Когда Влад рядом, я все про него знаю, читаю каждую его мысль в подрагивании его ладоней, в температуре его кожи, в дыхании, в голосе. Но как только он отходит от меня и не возвращается больше пяти минут, я уже ничего не знаю – ни о чем: ни о его мыслях, ни о том, как мне вести себя. Все его слова, каждое его действие, движение – как надписи на песке, которые море в момент слизывает. Но когда Влад возвращается, все становится на круги своя – и мне на все и на всех плевать. Все мои мысли сводятся всего к одной: как избавиться ото всех разом и остаться с ним вдвоем, чтобы он сжал меня сильно, но нежно, жадно, но бережно, с животным желанием и чистой любовью – так, как только он может сжать только меня.

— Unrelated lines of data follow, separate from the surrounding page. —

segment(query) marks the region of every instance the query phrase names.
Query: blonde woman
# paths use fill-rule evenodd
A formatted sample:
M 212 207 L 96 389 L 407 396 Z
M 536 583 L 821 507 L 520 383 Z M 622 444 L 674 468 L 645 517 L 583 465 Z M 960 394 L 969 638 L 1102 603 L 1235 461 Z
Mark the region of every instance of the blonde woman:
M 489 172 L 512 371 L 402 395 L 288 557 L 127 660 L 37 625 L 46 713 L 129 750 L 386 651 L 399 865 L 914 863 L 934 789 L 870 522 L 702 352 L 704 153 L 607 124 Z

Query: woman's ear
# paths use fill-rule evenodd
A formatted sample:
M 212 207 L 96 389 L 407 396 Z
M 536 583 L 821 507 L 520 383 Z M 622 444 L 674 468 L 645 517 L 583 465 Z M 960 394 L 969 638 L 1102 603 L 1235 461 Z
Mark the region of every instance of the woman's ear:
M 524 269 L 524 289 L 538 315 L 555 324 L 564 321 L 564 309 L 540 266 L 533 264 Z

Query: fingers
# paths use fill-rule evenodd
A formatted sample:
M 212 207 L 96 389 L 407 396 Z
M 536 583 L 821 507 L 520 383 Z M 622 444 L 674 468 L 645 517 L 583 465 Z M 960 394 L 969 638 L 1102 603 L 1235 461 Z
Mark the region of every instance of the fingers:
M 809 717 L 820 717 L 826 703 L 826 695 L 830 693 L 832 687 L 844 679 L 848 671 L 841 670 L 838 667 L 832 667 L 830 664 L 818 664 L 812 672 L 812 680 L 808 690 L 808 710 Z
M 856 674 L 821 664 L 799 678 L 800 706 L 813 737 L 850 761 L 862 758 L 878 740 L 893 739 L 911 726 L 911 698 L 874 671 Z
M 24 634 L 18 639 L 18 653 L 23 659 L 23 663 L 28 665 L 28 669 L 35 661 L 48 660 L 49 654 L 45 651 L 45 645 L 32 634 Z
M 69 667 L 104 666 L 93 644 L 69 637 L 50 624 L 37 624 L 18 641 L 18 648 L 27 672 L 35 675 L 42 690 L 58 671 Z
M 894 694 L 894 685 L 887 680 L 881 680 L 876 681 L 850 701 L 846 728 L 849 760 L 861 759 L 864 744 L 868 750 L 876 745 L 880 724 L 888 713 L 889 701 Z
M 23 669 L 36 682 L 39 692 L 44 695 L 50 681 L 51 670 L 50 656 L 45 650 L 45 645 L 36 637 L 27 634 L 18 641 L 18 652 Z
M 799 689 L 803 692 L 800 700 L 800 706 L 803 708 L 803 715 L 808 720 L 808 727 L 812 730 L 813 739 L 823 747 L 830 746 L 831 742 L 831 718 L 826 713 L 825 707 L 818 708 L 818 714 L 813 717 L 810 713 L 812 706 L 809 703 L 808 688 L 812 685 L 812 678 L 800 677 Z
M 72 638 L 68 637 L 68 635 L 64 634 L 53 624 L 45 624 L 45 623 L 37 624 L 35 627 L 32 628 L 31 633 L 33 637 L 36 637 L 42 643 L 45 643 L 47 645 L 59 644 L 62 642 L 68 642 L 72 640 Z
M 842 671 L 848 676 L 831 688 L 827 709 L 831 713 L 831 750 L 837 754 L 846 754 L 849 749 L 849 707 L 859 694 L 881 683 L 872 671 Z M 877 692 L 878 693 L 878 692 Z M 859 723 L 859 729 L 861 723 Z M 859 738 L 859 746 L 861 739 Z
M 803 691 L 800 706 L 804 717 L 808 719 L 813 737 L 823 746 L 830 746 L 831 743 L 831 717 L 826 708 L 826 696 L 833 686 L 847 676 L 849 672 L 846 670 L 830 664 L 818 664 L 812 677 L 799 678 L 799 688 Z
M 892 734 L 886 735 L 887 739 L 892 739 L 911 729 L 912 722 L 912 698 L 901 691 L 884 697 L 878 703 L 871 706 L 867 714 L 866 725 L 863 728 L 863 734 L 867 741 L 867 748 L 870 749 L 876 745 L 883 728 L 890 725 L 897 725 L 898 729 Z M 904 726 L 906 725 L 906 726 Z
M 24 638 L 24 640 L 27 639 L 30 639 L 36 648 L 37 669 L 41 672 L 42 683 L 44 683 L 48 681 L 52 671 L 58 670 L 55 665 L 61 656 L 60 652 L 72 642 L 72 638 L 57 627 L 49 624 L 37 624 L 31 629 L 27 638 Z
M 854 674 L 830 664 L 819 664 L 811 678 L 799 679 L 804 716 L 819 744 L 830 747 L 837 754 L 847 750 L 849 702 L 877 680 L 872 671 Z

Я бы все отдала за то, чтобы найти другого такого, чтоб эта связь не была кровосмесительной – я бы тогда на все глаза закрыла, забыла бы свое имя, свою семью, предала бы не только себя, но и всех, кто посмел бы встать на моем пути к нему, даже и всех родных, весь белый свет забыла бы в одночасье - за то, чтоб оказаться в безраздельной власти этого человека.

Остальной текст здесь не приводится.